Additionally, there is a speaker for low frequencies called subwoofer to generate the low frequency effects (LFE). The subwoofer’s position is at front center, because the human ear cannot locate low frequencies very well.

The whole arrangement is also called 5.1 Surround Sound with 5 speakers for high frequencies and 1 speaker for the low effects. More sophisticated technology methods can support even 6.1 or 7.1 speaker arrangements.

Beside this real surround technologies there are known virtual surround algorithms like the Sound Retrieval System (SRS). These principles create a surround effect with only two channels using psychoacoustic models to create the effect right in the ear of the audience.

The following article is focused on real surround principles only.

In the market place there are different proprietary methods known to create surround sound. Most time the different developers present a standard code that has to be licensed before using and modified to be executable on the desired hardware platforms.

The most prevalent methods are:

Dolby Digital (formerly known as AC3)
Dolby Digital EX
DTS Digital Surround
DTS Extended Surround (DTS-ES)
THX Surround EX

The most established methods are:

Dolby Digital (formerly known as AC3)
DTS Digital Surround

The following information is extracted from publications available at www.dolby.com.

DTS / AC3 in general

In the detailed description, both algorithms are quite different, but in general there are a number of similar operations. The input signal is always a digital PCM-coded multi-channel signal. The fundamental idea is to reduce the data size by recoding the signal with a sophisticated coding technique.

This approach does not reduce the data size in order to reduce storage cost, but primarily to allow more accurate audio signals than linear PCM at the same bit rates. Therefore the quality of the audio signal rises at a constant bit rate.

The PCM-coded signal has a data bit rate of 705 kbits/s for each channel with a sample resolution of 16 bits and a sampling rate of 44.1 kHz. With a new coding algorithm it is possible to keep the bit rate constant by using an input signal with a sample resolution of 24 bits and a sampling rate of 192 kHz.

The reduction in data represents the removal of objective and perceptual redundancies that are in the original PCM signal. The recoding algorithm consists of a lossless coding part to remove the objective redundancies and a lossy coding part to remove the perceptual redundancies by using psychoacoustic models. Psychoacoustic models are used to remove data that do not reduce the quality of acoustic perception, but are nevertheless irrelevant. This coding is lossy because the data cannot be reconstructed in the decoder system.

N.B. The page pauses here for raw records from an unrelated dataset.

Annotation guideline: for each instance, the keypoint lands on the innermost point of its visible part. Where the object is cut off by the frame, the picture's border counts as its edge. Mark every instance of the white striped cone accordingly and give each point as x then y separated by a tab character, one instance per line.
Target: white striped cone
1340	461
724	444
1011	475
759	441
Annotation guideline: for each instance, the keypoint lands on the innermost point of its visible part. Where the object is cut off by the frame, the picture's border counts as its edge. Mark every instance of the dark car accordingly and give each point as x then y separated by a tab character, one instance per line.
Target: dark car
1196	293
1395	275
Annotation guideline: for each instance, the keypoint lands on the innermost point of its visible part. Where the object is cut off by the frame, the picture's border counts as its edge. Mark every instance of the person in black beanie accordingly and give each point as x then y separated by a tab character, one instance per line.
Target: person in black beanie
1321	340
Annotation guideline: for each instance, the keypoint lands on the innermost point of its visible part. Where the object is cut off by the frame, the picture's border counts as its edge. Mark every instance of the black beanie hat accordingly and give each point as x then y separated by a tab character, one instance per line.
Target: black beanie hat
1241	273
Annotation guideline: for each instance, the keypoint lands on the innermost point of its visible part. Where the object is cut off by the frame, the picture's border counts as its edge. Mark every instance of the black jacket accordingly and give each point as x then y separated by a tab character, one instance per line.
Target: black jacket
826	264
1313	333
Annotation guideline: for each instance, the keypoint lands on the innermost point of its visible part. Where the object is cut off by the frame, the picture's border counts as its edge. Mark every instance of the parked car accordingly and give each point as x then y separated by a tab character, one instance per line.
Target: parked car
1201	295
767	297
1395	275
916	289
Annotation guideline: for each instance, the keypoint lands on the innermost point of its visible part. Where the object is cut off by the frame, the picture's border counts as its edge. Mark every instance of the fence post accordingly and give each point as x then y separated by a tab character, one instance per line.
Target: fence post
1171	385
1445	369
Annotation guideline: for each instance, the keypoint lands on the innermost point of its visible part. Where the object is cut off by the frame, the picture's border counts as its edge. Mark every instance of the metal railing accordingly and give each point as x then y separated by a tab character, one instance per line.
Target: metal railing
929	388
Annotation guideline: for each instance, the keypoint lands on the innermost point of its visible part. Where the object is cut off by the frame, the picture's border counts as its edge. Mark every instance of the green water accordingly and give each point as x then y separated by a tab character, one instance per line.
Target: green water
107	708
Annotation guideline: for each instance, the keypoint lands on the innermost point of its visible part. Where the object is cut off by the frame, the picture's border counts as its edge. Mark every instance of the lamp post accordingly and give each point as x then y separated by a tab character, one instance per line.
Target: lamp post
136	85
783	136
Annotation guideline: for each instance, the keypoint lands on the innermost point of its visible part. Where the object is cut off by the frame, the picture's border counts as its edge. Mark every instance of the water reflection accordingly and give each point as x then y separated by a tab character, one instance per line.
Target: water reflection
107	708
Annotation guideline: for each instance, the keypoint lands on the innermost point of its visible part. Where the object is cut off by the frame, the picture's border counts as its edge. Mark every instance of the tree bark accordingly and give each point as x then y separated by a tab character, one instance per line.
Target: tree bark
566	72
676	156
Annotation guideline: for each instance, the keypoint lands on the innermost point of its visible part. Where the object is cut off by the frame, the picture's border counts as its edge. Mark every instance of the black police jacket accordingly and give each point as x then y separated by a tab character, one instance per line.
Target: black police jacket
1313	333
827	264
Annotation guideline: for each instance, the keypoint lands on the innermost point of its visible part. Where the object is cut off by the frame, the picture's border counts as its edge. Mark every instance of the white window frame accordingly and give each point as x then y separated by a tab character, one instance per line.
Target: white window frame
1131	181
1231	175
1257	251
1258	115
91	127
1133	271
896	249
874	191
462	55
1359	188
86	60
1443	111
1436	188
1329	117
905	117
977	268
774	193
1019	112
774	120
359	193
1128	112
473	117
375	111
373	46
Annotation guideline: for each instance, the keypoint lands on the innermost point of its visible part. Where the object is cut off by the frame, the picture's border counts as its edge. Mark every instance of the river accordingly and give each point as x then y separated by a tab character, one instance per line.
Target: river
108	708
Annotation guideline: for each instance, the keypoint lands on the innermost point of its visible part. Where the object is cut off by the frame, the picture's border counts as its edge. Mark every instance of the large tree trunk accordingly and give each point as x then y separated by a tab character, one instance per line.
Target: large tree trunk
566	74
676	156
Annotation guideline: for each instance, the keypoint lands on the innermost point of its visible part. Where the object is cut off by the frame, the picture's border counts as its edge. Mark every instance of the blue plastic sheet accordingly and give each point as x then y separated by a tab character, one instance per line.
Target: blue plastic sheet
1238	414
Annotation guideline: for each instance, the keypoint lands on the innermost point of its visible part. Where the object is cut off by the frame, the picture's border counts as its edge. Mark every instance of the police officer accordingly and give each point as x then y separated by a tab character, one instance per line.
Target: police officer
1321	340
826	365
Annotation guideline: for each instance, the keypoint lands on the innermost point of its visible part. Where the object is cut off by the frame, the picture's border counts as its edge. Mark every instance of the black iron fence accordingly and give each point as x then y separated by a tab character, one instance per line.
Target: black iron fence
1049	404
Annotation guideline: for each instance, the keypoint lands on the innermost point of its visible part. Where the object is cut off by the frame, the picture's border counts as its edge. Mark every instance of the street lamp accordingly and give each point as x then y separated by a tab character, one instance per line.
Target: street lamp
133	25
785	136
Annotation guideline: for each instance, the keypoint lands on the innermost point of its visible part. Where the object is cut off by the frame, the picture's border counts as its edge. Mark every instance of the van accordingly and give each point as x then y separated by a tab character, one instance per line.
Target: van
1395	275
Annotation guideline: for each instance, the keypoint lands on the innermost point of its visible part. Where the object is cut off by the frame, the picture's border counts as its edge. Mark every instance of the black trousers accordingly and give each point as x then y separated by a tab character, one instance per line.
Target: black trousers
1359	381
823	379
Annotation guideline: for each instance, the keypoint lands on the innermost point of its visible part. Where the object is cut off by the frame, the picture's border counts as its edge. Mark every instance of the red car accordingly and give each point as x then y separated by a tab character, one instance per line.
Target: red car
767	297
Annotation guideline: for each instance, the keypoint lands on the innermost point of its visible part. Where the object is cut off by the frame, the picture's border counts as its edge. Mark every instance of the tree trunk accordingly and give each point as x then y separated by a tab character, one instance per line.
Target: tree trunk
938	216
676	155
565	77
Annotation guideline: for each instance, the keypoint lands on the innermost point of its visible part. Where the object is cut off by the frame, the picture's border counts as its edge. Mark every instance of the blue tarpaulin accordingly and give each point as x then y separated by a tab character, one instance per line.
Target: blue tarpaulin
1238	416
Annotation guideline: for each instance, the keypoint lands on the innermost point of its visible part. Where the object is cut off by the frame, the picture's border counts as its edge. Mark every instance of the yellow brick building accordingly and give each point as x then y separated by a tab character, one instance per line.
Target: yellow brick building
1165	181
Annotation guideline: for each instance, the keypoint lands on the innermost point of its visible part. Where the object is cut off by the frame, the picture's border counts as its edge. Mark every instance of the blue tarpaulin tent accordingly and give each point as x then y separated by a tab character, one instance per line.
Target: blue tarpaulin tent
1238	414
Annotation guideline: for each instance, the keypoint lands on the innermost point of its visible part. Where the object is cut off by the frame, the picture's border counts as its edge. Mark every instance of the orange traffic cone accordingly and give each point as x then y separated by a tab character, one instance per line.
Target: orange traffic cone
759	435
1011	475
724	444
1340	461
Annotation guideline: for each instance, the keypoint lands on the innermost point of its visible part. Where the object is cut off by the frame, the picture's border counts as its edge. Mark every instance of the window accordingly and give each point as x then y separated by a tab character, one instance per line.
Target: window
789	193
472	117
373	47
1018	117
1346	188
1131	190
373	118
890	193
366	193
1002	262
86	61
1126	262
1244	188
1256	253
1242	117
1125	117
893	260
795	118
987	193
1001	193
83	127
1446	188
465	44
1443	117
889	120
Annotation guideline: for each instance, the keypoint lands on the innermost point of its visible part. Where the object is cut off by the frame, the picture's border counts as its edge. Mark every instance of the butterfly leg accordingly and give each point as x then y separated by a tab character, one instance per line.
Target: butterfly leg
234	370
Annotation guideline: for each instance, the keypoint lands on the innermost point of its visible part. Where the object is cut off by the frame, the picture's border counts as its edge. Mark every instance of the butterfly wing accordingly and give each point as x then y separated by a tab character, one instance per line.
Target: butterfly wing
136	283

In a first step a filterbank splits the signal into a number of frequency sub-bands. In the DTS system a polyphase filterbank and in AC3 a TDAC (time domain aliasing cancellation) filterbank is used.

In both systems quantizer with global bit management units are used. These units are used to calculate the ideal bit rate for each channel. All channels are monitored to keep the global bit rate constant. Thus the single bit rate of each channel and each sub-band is controlled and tuned. The calculation uses the output filter coefficients of the filterbank to define the best bit rate for each sub-band and each channel.

The psychoacoustic analyses exploits an effect called auditory masking and in addition adapts the input signal to the spectral sensitivity curve of the human ear.

The effect of auditory masking describes a phenomenon in which a frequency with higher amplitude covers a frequency in a short spectral distance with lower amplitude. Thus the frequency with the lower amplitude is masked and cannot be heard and therefore coding of these masked frequencies is redundant. It can be seen that frequencies above a masking frequency are easier to mask than frequencies below.

The sensitivity of the human ear is frequency depending. Up to higher frequencies the sensitivity of the ear is reduced. Thus higher frequencies must produce stronger amplitude to be recognized. If the amplitude of a frequency lowers a perception threshold, the frequency is redundant and does not need to be encoded.

The quantizer then eliminates all irrelevant information from the signal and reduces the data rate.